Worst Deals of NBA Free Agency

The other day I detailed some of the best bargains that had been handed out during NBA's wild Free Agency period, and today I will be diving into some of contracts that are essentially abominations.  Even when you factor in the new salary cap and the fact that general managers were handing out money like they were Oprah, some of these contracts are just plain awful.

Matthew Dellavedova to Milwaukee Bucks: 4 years, $38 million

My running joke has been that LeBron has been taking the Make-A-Wish foundation thing too far by letting Dellavedova play on the Cavaliers with him.  To be blunt, and no disrespect to the guy, he has no business being in the NBA.  Does the fact that he played Division I basketball and is definitely good enough to be a professional basketball player in Europe or the D-League make him unexplainable amounts better than I am at basketball?
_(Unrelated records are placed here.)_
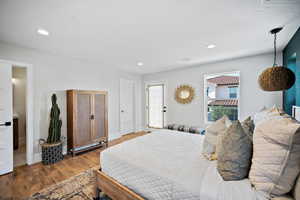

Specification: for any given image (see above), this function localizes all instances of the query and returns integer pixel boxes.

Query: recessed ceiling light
[181,57,192,62]
[137,62,144,67]
[207,44,216,49]
[37,28,49,36]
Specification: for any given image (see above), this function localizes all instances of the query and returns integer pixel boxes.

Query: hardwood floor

Yes, yes it does.  Somehow he is going to get paid nearly 40 million dollar to play basketball over the next 4 years, which is truly remarkable.  The guy got benched in favor of the corpse of Mo Williams in the Finals, yet somehow the Milwaukee Bucks think that he is worth this much money.  Unless Jason Kidd has found a way to transfer all of his powers to Dellavedova, this contract will be an absolute disaster. 

His Player Efficiency Rating (PER), which is a cumulative stat formulated to measure a player's effectiveness, was a career high 11.7 this year, which might sound impressive until you factor in that the league average is always 15.  Sure, the guy can really shoot the ball, as he shot 41.0% this year.  Unfortunately, he also played with LeBron, who has a tendency to make other people look a lot better than they really are...
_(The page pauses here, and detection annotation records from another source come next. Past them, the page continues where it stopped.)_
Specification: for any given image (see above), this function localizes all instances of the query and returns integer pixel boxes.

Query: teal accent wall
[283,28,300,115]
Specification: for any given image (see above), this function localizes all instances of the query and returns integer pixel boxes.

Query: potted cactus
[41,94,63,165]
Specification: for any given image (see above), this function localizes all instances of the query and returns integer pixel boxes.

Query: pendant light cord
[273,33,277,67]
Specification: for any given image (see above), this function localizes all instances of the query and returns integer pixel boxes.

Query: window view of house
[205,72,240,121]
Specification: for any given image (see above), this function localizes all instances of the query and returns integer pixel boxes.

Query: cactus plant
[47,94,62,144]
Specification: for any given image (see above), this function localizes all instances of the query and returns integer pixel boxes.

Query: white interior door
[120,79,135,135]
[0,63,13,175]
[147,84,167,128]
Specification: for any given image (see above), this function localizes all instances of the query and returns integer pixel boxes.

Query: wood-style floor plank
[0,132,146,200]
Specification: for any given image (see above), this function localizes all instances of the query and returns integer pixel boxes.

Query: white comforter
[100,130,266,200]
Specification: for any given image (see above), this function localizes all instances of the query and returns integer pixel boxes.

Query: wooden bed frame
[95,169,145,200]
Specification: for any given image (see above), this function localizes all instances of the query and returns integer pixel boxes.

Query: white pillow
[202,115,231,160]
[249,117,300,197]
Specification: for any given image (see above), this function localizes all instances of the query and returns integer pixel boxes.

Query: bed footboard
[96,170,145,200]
My sources have informed me that LeBron is not accompanying Delly to Milwaukee.  Good luck with that, J-Kidd.

 

Eric Gordon to the Houston Rockets: 4 years, $53 million

Over the last 5 years, Eric Gordon has played in 221 games. He has played in less than 3 full seasons during the past 5 seasons. Yikes.  He's never healthy, and when he is, he just isn't all that good.  He did average over 22 a game at one point, but that was during the 2010-11 season, when Derrick Rose was MVP, and Rose just got traded for Robin Lopez and Jose Calderon, which really highlights how much can change in 5 years. Since then, Gordon has hovered around 15 a game, which is solid, yet unspectacular. Add in the fact that he's a solid shooter, and he can certainly be a rotation player on a decent team.  However, the fact that he got a long-term deal making over $13 million a year is absolutely absurd. If he plays in 200 games over the next four years, it would be considered a success.
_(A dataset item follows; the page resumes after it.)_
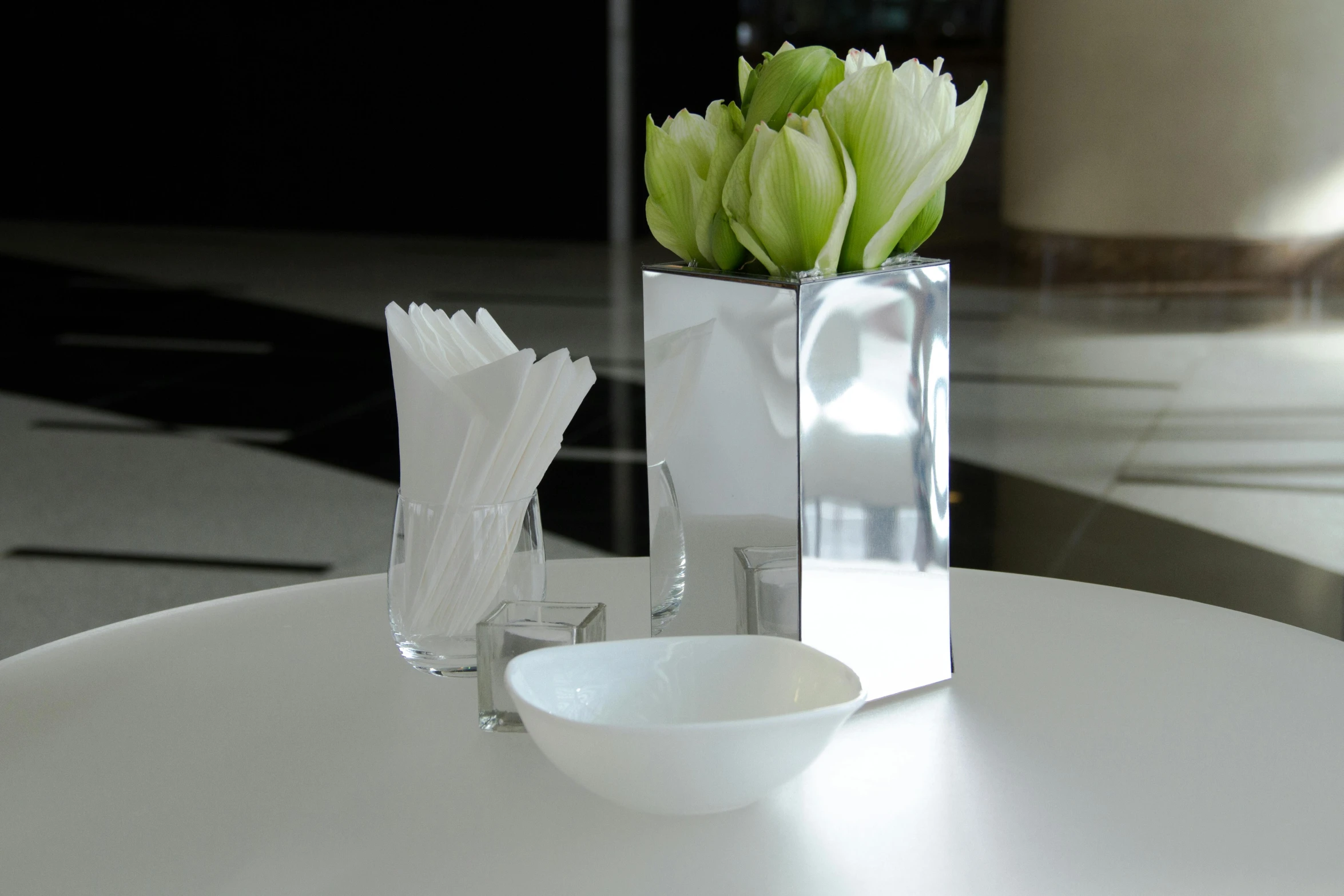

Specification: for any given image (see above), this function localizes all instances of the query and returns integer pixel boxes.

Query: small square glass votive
[733,545,800,641]
[476,600,606,731]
Also, the guy is a bad defender. He had a defensive rating of 113 last year, which means that opponents scored 113 points per 100 possessions while Gordon was on the floor.  He also played with Anthony Davis during most of his tenure in New Orleans, who is one of the best defenders in the league.  Playing with somebody of that caliber typically hides some of your shortcomings, especially on the defensive end. Adding him to a Houston team with possibly the worst defender in the NBA in James Harden is a recipe for disaster.  New coach Mike D'Antoni has never been known for his defensive principles, but a Harden-Gordon backcourt is going to be absolutely torched by opponents this year.  

 

Solomon Hill to the New Orleans Pelicans: 4 years, $48 million

Solomon Hill averaged 4.2 points per game and 2.8 rebounds per game.  Not sure where the Pelicans thought that production was equivalent to a $12 million a year salary, but that's where we are at.  He has never shot over 32.7% from beyond the arc, and averaged one meager assist per game last year.  It's not really clear offensively what he is going to contribute to this New Orleans Pelicans team, especially considering the presence of Tyreke Evans and recent draft pick Buddy Hield.  

Honestly, New Orleans just watched Kevin Durant walk away from the Thunder and should seriously be concerned about their ability to field a team around Anthony Davis.  Moves like this will not keep your star happy. It is virtually impossible to win a title without a championship and almost as difficult to acquire one.  The Pelicans have a blossoming one in Davis, but I can't imagine him staying in New Orleans beyond his current contract if they continue to make moves like this.  Yes, I know that Davis just signed a new contract.  He's only 23 years old and could walk out during his peak in 4 years-just like Kevin Durant did.  But at that point, LeBron should be nearly out the door and Durant and Curry will both be in their 30s.  At that point, Davis could be the best player in the whole league, which is why New Orleans needs to get their act together. 

 

It's nothing personal against these guys- it is simply my humble opinion that they aren't good enough to deserve the contracts they deserve.  I hope they all prove me wrong, although I doubt they will.  None of these three guys' careers match the deals they have just gotten, and I am truly surprised that they got deals of this magnitude.  Hats off to their agents-they did one hell of a job.